Он проверяет журнал. Палата четырнадцать, мадам Флёри. Тромб в сердце, отек легкого. Лежит в коме. Он стучится в дверь, хотя знает, что пациентка без сознания. Он заходит в палату, которую, несмотря на аппараты и резко выраженный больничный запах, на первый взгляд, можно принять за хороший номер в пятизвездочном отеле.

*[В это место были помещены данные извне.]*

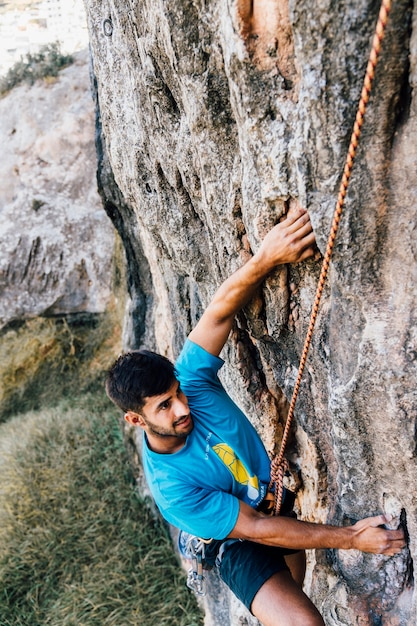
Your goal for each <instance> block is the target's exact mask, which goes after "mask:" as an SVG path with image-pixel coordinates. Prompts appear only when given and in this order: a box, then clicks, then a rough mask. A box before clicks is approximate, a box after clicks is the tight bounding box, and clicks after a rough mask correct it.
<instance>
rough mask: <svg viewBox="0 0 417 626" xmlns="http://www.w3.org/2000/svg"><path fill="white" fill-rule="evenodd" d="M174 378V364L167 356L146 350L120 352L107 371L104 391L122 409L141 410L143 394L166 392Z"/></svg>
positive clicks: (123, 409) (173, 382)
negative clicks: (126, 351) (106, 377)
mask: <svg viewBox="0 0 417 626" xmlns="http://www.w3.org/2000/svg"><path fill="white" fill-rule="evenodd" d="M174 382H175V368H174V365H173V364H172V363H171V361H170V360H169V359H167V358H166V357H164V356H162V355H160V354H156V353H155V352H150V351H149V350H133V351H132V352H126V354H122V355H121V356H119V358H118V359H117V360H116V361H115V363H114V364H113V366H112V367H111V369H110V370H109V372H108V375H107V380H106V392H107V395H108V396H109V398H110V399H111V400H112V401H113V402H114V403H115V404H116V405H117V406H118V407H120V408H121V409H122V411H124V412H125V413H126V412H127V411H134V412H135V413H140V411H141V409H142V407H143V405H144V404H145V398H147V397H150V396H159V395H160V394H163V393H165V392H166V391H168V389H169V388H170V387H171V386H172V385H173V383H174Z"/></svg>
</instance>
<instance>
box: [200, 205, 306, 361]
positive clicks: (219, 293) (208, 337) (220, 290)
mask: <svg viewBox="0 0 417 626" xmlns="http://www.w3.org/2000/svg"><path fill="white" fill-rule="evenodd" d="M314 243H315V237H314V233H313V229H312V226H311V223H310V218H309V216H308V213H307V212H306V211H305V210H303V209H299V210H297V211H295V212H294V213H293V212H290V213H289V214H288V215H287V217H286V218H285V219H284V220H283V221H282V222H280V223H279V224H277V225H276V226H274V228H273V229H272V230H270V231H269V233H268V234H267V235H266V237H265V239H264V240H263V242H262V244H261V247H260V249H259V250H258V252H257V253H256V254H255V255H254V256H253V257H252V258H251V259H250V260H249V261H248V262H247V263H246V264H245V265H243V267H241V268H240V269H239V270H237V272H235V273H234V274H232V276H230V277H229V278H228V279H227V280H226V281H225V282H224V283H223V284H222V285H221V286H220V287H219V289H218V290H217V292H216V293H215V295H214V297H213V300H212V301H211V303H210V304H209V305H208V307H207V309H206V310H205V312H204V313H203V315H202V317H201V319H200V320H199V322H198V324H197V325H196V327H195V328H194V329H193V330H192V331H191V333H190V335H189V338H190V339H191V341H193V342H194V343H196V344H198V345H199V346H201V347H202V348H204V349H205V350H207V352H210V353H211V354H214V355H215V356H218V355H219V353H220V352H221V350H222V348H223V346H224V344H225V342H226V341H227V338H228V336H229V333H230V330H231V328H232V326H233V321H234V318H235V316H236V314H237V313H238V312H239V311H240V309H241V308H242V307H243V306H245V304H247V302H249V300H250V299H251V298H252V296H253V295H254V293H255V291H256V289H257V288H258V287H259V285H260V284H261V283H262V281H263V280H264V279H265V278H266V277H267V276H268V274H269V273H270V272H271V271H272V270H273V269H274V268H275V267H277V266H278V265H283V264H285V263H298V262H299V261H304V259H307V258H309V257H311V256H313V254H314Z"/></svg>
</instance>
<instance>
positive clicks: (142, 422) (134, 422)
mask: <svg viewBox="0 0 417 626" xmlns="http://www.w3.org/2000/svg"><path fill="white" fill-rule="evenodd" d="M125 420H126V422H128V424H131V425H132V426H144V424H145V422H144V421H143V417H142V416H141V415H139V413H134V412H133V411H128V412H127V413H125Z"/></svg>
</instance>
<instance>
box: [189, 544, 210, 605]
mask: <svg viewBox="0 0 417 626" xmlns="http://www.w3.org/2000/svg"><path fill="white" fill-rule="evenodd" d="M211 541H212V540H211V539H208V540H206V539H200V537H195V536H194V535H189V537H188V538H187V541H186V544H185V552H186V554H187V556H188V557H189V558H190V559H191V567H190V569H189V570H188V575H187V587H188V588H189V589H191V590H192V591H193V592H194V593H195V594H196V595H197V596H200V597H204V596H205V595H206V593H207V586H206V578H205V576H204V574H203V566H204V558H205V555H206V545H208V544H209V543H211Z"/></svg>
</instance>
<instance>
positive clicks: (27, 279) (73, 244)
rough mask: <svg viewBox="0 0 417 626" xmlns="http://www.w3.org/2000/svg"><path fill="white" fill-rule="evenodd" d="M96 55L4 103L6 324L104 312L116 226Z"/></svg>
mask: <svg viewBox="0 0 417 626" xmlns="http://www.w3.org/2000/svg"><path fill="white" fill-rule="evenodd" d="M89 81H90V79H89V65H88V53H87V51H84V52H83V53H79V54H78V55H77V57H76V62H75V64H74V65H72V66H70V67H68V68H67V69H65V70H64V71H62V72H61V73H60V75H59V77H58V78H57V79H56V81H53V82H50V83H46V82H44V81H39V82H38V83H36V84H35V85H33V86H32V87H29V86H25V85H24V86H21V87H17V88H15V89H14V90H13V91H12V92H11V93H10V94H8V95H6V96H5V97H4V98H2V99H1V100H0V136H1V137H2V142H1V143H2V146H3V149H2V158H1V161H0V238H1V242H2V245H1V251H0V291H1V299H0V328H1V327H4V326H6V325H7V324H8V323H10V322H13V321H14V320H20V321H21V320H24V319H27V318H32V317H36V316H39V315H43V316H45V315H46V316H55V315H65V314H78V313H82V314H90V313H91V314H96V313H103V312H104V311H105V310H106V307H107V306H108V304H109V300H110V296H111V289H112V270H111V268H112V255H113V248H114V229H113V227H112V225H111V223H110V222H109V220H108V219H107V217H106V215H105V214H104V212H103V210H102V204H101V200H100V196H99V194H98V192H97V181H96V169H97V157H96V154H95V148H94V132H95V131H94V102H93V100H92V98H91V91H90V82H89Z"/></svg>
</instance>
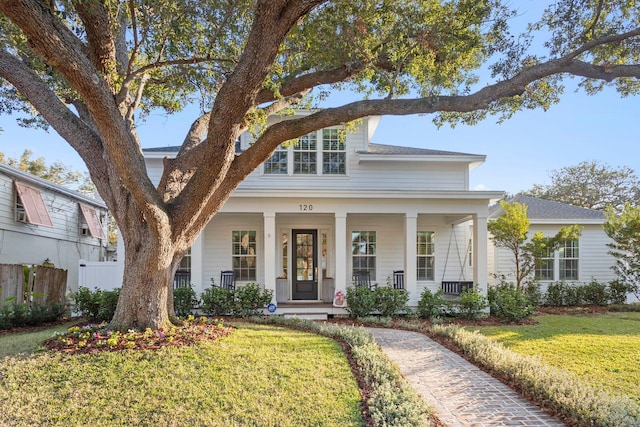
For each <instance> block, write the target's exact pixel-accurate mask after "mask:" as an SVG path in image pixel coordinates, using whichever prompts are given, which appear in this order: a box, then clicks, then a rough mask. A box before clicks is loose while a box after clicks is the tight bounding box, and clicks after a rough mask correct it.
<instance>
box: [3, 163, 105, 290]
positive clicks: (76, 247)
mask: <svg viewBox="0 0 640 427" xmlns="http://www.w3.org/2000/svg"><path fill="white" fill-rule="evenodd" d="M0 199H1V203H0V264H23V265H40V264H43V263H45V262H50V263H53V264H54V265H55V266H56V267H57V268H62V269H65V270H67V272H68V274H67V288H68V289H71V290H75V289H76V288H77V284H78V262H79V260H80V259H84V260H87V261H104V260H106V251H107V236H106V230H105V226H106V223H107V219H106V215H107V208H106V206H105V205H104V203H102V202H99V201H97V200H95V199H92V198H90V197H87V196H84V195H82V194H80V193H77V192H75V191H71V190H69V189H67V188H65V187H62V186H60V185H56V184H53V183H51V182H49V181H46V180H44V179H41V178H38V177H36V176H34V175H31V174H29V173H26V172H23V171H21V170H19V169H16V168H13V167H11V166H7V165H4V164H0Z"/></svg>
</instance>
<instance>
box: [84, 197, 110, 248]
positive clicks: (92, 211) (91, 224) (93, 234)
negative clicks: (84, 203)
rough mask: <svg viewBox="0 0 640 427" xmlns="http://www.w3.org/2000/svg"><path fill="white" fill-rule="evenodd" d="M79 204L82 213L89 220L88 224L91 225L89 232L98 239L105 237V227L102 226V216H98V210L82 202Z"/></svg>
mask: <svg viewBox="0 0 640 427" xmlns="http://www.w3.org/2000/svg"><path fill="white" fill-rule="evenodd" d="M79 205H80V210H81V211H82V215H84V219H85V221H87V225H88V226H89V233H91V235H92V236H93V237H97V238H98V239H105V238H106V236H105V235H104V229H103V228H102V224H101V223H100V218H98V214H97V213H96V210H95V209H93V208H90V207H89V206H85V205H83V204H81V203H79Z"/></svg>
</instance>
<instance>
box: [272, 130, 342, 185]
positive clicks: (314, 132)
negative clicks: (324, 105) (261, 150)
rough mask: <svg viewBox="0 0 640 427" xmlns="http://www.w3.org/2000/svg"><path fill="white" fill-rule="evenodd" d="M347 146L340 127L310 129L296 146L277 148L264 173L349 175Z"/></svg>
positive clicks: (283, 173) (315, 174) (285, 174)
mask: <svg viewBox="0 0 640 427" xmlns="http://www.w3.org/2000/svg"><path fill="white" fill-rule="evenodd" d="M320 138H322V139H321V143H320V144H319V143H318V140H319V139H320ZM346 146H347V144H346V142H345V138H344V135H343V131H341V130H340V129H338V128H329V129H321V130H319V131H315V132H311V133H309V134H307V135H304V136H301V137H300V138H298V142H296V144H295V145H293V146H290V147H287V148H285V147H282V146H280V147H278V148H277V149H276V151H274V153H273V155H272V156H271V157H270V158H269V159H267V160H266V161H265V162H264V165H263V171H264V174H265V175H346V173H347V167H346V164H347V150H346Z"/></svg>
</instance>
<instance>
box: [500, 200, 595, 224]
mask: <svg viewBox="0 0 640 427" xmlns="http://www.w3.org/2000/svg"><path fill="white" fill-rule="evenodd" d="M507 202H509V203H513V202H518V203H521V204H524V205H527V217H528V218H529V219H530V220H536V219H538V220H550V219H553V220H603V221H604V219H605V216H604V213H603V212H602V211H597V210H594V209H587V208H581V207H579V206H574V205H569V204H567V203H560V202H554V201H552V200H545V199H539V198H537V197H529V196H523V195H517V196H514V197H511V198H509V199H507ZM502 212H503V210H502V208H501V207H500V204H495V205H493V206H491V207H490V208H489V218H497V217H499V216H500V215H501V214H502Z"/></svg>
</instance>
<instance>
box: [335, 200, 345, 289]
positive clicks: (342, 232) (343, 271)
mask: <svg viewBox="0 0 640 427" xmlns="http://www.w3.org/2000/svg"><path fill="white" fill-rule="evenodd" d="M335 221H336V224H335V228H336V239H335V245H336V277H335V279H336V283H335V286H336V289H335V290H336V292H337V291H339V290H342V292H343V293H344V292H346V291H347V214H346V213H345V212H336V213H335Z"/></svg>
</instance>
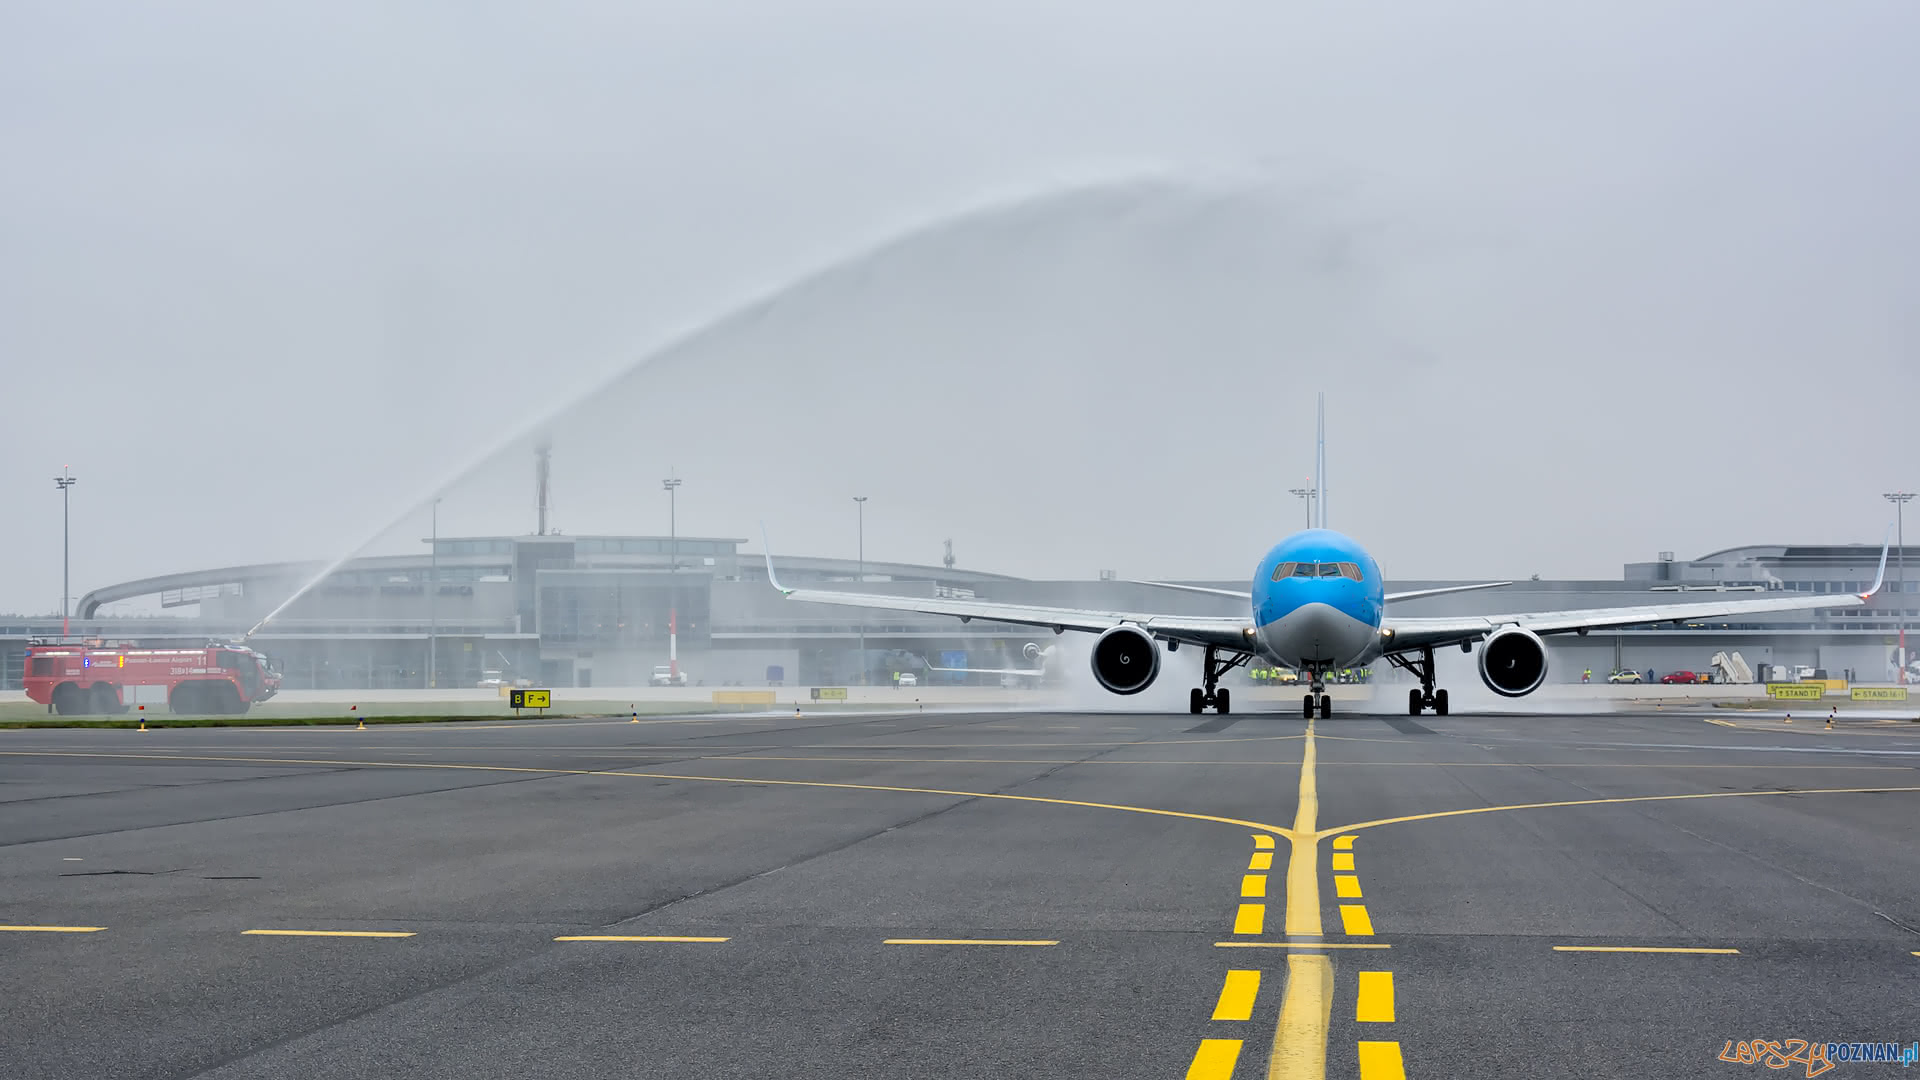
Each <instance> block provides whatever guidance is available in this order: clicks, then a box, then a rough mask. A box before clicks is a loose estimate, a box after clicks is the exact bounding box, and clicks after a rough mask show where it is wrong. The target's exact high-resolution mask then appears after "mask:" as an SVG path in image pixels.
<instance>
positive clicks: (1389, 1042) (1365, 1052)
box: [1359, 1042, 1407, 1080]
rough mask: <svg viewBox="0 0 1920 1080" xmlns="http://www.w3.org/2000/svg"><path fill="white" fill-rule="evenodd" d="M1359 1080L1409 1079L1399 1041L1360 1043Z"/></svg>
mask: <svg viewBox="0 0 1920 1080" xmlns="http://www.w3.org/2000/svg"><path fill="white" fill-rule="evenodd" d="M1359 1080H1407V1067H1405V1063H1404V1061H1402V1059H1400V1043H1398V1042H1363V1043H1359Z"/></svg>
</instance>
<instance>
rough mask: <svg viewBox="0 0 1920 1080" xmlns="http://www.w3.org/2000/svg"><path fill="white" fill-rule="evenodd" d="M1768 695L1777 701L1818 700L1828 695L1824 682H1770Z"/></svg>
mask: <svg viewBox="0 0 1920 1080" xmlns="http://www.w3.org/2000/svg"><path fill="white" fill-rule="evenodd" d="M1766 696H1768V698H1772V700H1776V701H1782V700H1784V701H1818V700H1820V698H1824V696H1826V684H1824V682H1768V684H1766Z"/></svg>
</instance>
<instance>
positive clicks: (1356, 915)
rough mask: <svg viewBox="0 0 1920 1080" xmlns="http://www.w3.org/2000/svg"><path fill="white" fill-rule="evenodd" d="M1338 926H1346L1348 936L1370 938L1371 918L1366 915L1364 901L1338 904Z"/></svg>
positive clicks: (1372, 921) (1372, 929)
mask: <svg viewBox="0 0 1920 1080" xmlns="http://www.w3.org/2000/svg"><path fill="white" fill-rule="evenodd" d="M1340 926H1344V928H1346V936H1348V938H1371V936H1373V919H1369V917H1367V905H1365V903H1342V905H1340Z"/></svg>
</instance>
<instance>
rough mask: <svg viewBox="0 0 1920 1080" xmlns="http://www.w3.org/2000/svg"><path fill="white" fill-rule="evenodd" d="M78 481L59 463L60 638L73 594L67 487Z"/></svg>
mask: <svg viewBox="0 0 1920 1080" xmlns="http://www.w3.org/2000/svg"><path fill="white" fill-rule="evenodd" d="M79 482H81V480H79V477H71V475H69V469H67V465H61V467H60V475H58V477H54V486H56V488H60V636H61V638H65V636H67V598H69V596H73V588H71V586H69V575H67V571H69V567H71V550H73V544H71V536H73V527H71V521H73V517H71V515H69V513H67V505H69V502H71V498H73V496H71V494H69V488H73V484H79Z"/></svg>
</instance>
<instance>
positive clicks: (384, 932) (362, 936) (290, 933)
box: [242, 930, 413, 938]
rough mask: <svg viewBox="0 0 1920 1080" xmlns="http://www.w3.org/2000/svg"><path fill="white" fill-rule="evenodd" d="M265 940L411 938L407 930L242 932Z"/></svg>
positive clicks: (318, 930)
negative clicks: (291, 938) (283, 938)
mask: <svg viewBox="0 0 1920 1080" xmlns="http://www.w3.org/2000/svg"><path fill="white" fill-rule="evenodd" d="M242 934H259V936H265V938H411V936H413V934H411V932H407V930H242Z"/></svg>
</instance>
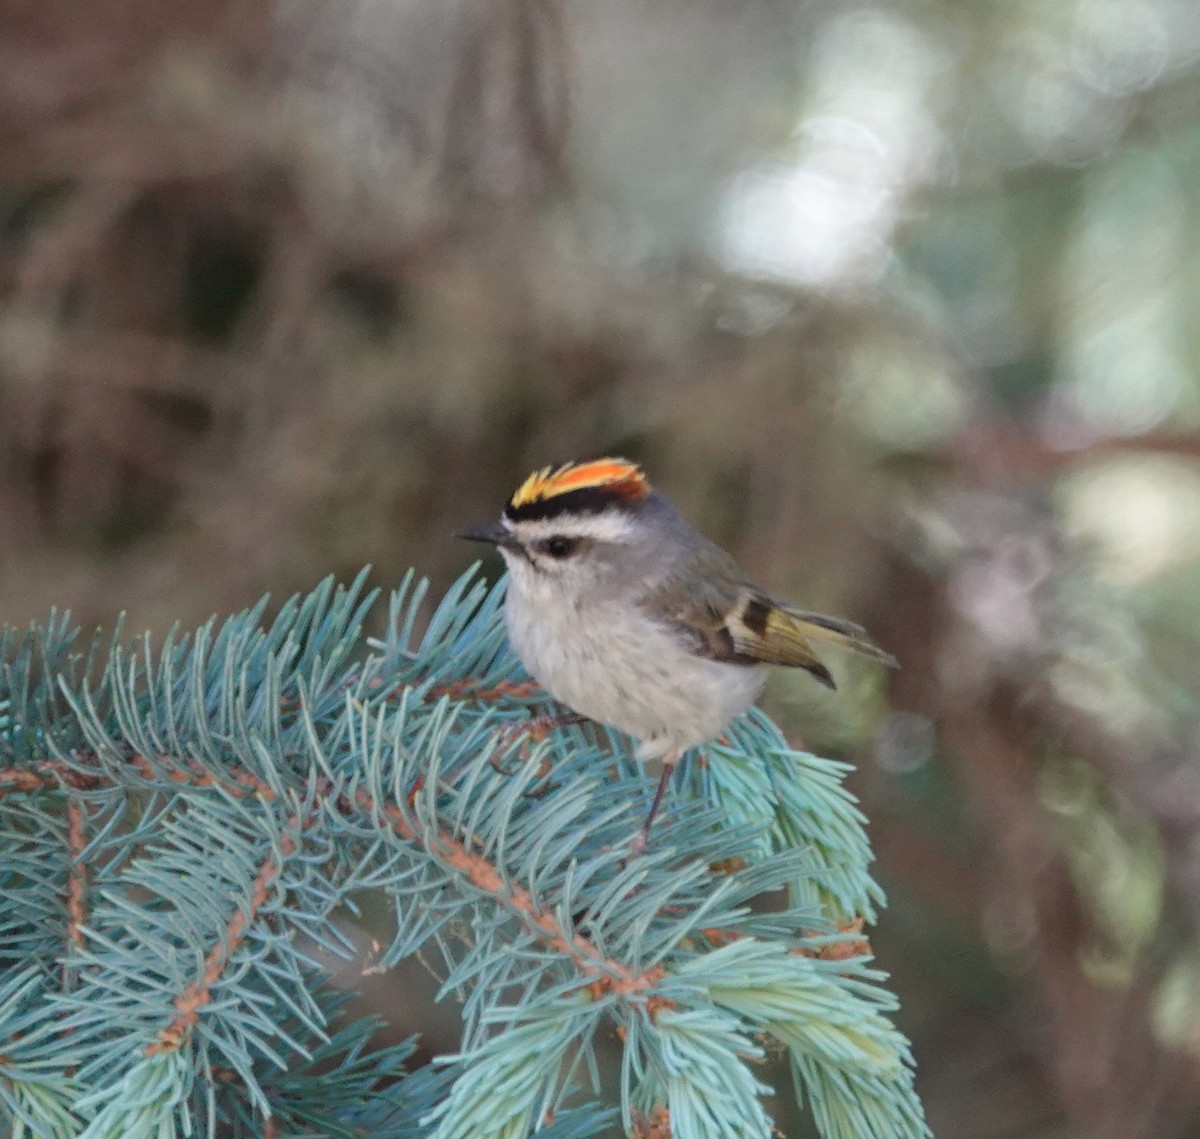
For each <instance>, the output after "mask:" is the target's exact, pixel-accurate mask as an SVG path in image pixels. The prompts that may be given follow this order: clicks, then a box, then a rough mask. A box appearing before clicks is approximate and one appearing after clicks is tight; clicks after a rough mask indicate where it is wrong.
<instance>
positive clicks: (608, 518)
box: [504, 510, 634, 542]
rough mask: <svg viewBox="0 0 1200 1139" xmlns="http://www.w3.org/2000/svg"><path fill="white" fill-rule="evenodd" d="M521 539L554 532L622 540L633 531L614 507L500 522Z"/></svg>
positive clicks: (631, 533)
mask: <svg viewBox="0 0 1200 1139" xmlns="http://www.w3.org/2000/svg"><path fill="white" fill-rule="evenodd" d="M504 524H505V526H508V528H509V529H510V530H511V532H512V533H514V534H515V535H516V536H517V538H520V539H521V540H522V541H524V542H535V541H541V540H542V539H546V538H553V536H554V535H557V534H565V535H566V536H569V538H590V539H592V540H593V541H624V540H625V539H626V538H629V535H630V534H632V532H634V521H632V520H631V518H628V517H625V516H624V515H623V514H620V511H618V510H604V511H601V512H599V514H576V515H570V516H566V515H559V516H558V517H557V518H528V520H526V521H523V522H509V521H505V523H504Z"/></svg>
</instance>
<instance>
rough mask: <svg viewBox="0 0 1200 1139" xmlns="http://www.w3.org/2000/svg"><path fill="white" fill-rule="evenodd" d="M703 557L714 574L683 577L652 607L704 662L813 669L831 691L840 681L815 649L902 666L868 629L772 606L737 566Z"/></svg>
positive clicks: (860, 625)
mask: <svg viewBox="0 0 1200 1139" xmlns="http://www.w3.org/2000/svg"><path fill="white" fill-rule="evenodd" d="M702 556H703V558H704V563H706V564H704V569H706V570H707V571H708V573H706V574H704V575H700V574H695V575H689V574H686V573H682V574H680V575H679V576H678V577H674V579H673V580H671V581H668V582H666V583H665V585H664V587H662V588H661V589H660V591H659V592H658V593H656V594H655V595H654V598H653V604H652V606H650V609H652V610H653V611H655V612H659V613H666V615H667V616H668V619H670V621H671V623H672V624H673V625H674V627H676V628H677V629H678V630H679V631H680V634H683V635H685V636H688V637H689V640H690V641H691V643H692V645H694V649H695V652H696V653H697V655H701V657H708V658H710V659H713V660H722V661H727V663H728V664H742V665H752V664H770V665H787V666H790V667H796V669H806V670H808V671H809V672H811V673H812V675H814V676H815V677H816V678H817V679H818V681H821V683H822V684H826V685H828V687H829V688H834V687H835V685H834V679H833V676H832V675H830V672H829V670H828V669H827V667H826V665H824V663H823V661H822V660H821V658H820V657H818V655H817V654H816V651H815V648H814V643H818V645H833V646H835V647H838V648H842V649H847V651H850V652H852V653H858V654H859V655H862V657H869V658H870V659H871V660H878V661H881V663H882V664H886V665H889V666H890V667H895V666H896V659H895V658H894V657H893V655H892V654H890V653H886V652H884V651H883V649H881V648H880V647H878V646H876V645H872V643H871V641H870V639H869V636H868V634H866V630H865V629H863V628H862V625H856V624H854V623H853V622H851V621H844V619H842V618H840V617H827V616H826V615H823V613H814V612H810V611H809V610H803V609H799V607H797V606H794V605H787V604H785V603H780V601H774V600H772V599H770V598H769V597H767V595H766V594H763V593H762V592H760V591H758V589H756V588H755V587H754V586H751V585H749V583H746V582H745V581H739V580H738V577H737V576H734V573H736V566H734V563H733V559H732V558H730V557H728V554H726V553H724V551H719V550H718V548H716V547H715V546H712V545H710V544H707V542H706V544H704V546H703V547H702ZM714 570H715V571H716V573H713V571H714ZM697 580H700V581H701V585H700V586H697ZM685 581H686V583H688V585H686V587H685V586H684V582H685Z"/></svg>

Такое же отсутствие уюта и индивидуальности. Все палаты одинаковые, только в них по-разному падает свет. Но зимой не важно, на восточной или на западной стороне находится палата. У Эрика чередуются вечерние и ночные смены, дни он хочет оставить для себя. Он любит эти бессонные ночи на десятом этаже в клинике Артман. Он заменяет Жана – студента-медика третьего курса. Зануду и зубрилу.

Coronar occlusion, oedema pulmonares. Это должно звучать естественно, но не звучит. Голос Жана как скрипучая дверь.

Пациентка – женщина в возрасте между «пожилым» и «преклонным». Хотя она сейчас в коме, легко увидеть, что, будучи в сознании, она тратит много времени на уход за своей внешностью. Ее ногти отполированы, волосы покрашены в несколько разных оттенков серого, а безымянный палец той руки, которая лежит на одеяле, украшают три кольца: два кольца-дорожки и одно с большим сапфиром. Рука тонкая и изящная, как будто она никогда не была причастна к мытью посуды.

Ее обнаружила консьержка. Острый инфаркт. Если бы ее не нашли, она бы уже давно отошла в мир иной. Я не помню, какой в этих случаях процент смертности. Жан записывает себе, что ему надо не забыть это найти. Но сейчас ее состояние стабильное.

Сколько ей лет?

Давай посмотрим. Он заглядывает в журнал, лежащий рядом с кроватью. Семьдесят восемь.

Родственники есть?

Нет. Ну ладно, я оставляю ее на тебя. Хорошего дежурства, Эрик. Следи за тем, чтобы ей давали и морфий, и наперстянку.

Спасибо, он не вчера родился. Как будто он автоматически это не проверит. В самом деле, он не может представить себе более удобной работы.

Конечно, ему ни в коем случае нельзя спать, поскольку он должен сохранять бдительность. Ночная тишь белая. Звук от электрокардиограммы красный. Он с нетерпением ждет лета, когда щебетание птиц на рассвете перенесет его мысли на гобелены в музее Клюни. Женщина с единорогом, окруженная животными и птицами, на красном фоне. Он слышитплетение ткани лучше, чем видит его. Жалко, что трудно посмаковать слово, означающее эту способность: это называется синестезия, но это слово горчит у него во рту. И почему, собственно, ждать другого времени года? Он сидит и рассматривает впалые щеки пациентки. Почему не радоваться зиме, которая никак не хочет отступать, хотя и превращает снег во что-то бутафорское. Скоро наступит март. Потом придет лето, потом опять зима, мы станем на год старше и ближе к тому, чего боимся. Он обходит кровать. Мерит ее пульс и читает журнал.

Кофе? – спрашивает одна из хорошо сложенных медсестер.

С удовольствием. Наступает ночь, и он достает карандаш и блокнот из кармана рубашки. С возрастом Эрик развил и довел до совершенства свой почерк, который сейчас на два миллиметра меньше, чем буквы в телефонном справочнике. Те блокноты, в которых он пишет, всегда куплены в «Gibert Jeunne» на площади Сен-Мишель, и их обычный формат восемь на пятнадцать сантиметров. Карандаш тонкий, как иголка. Его внимание к письменной работе всегда такое же пристальное, как и внимание к пациенту. Он любит эти ночи.

В 3.47 у мадам Флёри из четырнадцатой палаты происходит новый сердечный приступ. В семь часов, когда Эрик переодевается, ее состояние снова стабильное. Это далеко не первая спасенная им жизнь.

По дороге домой в утреннем метро он немного дремлет, и, хотя знает дорогу наизусть, не засыпает. Выходит на своей станции.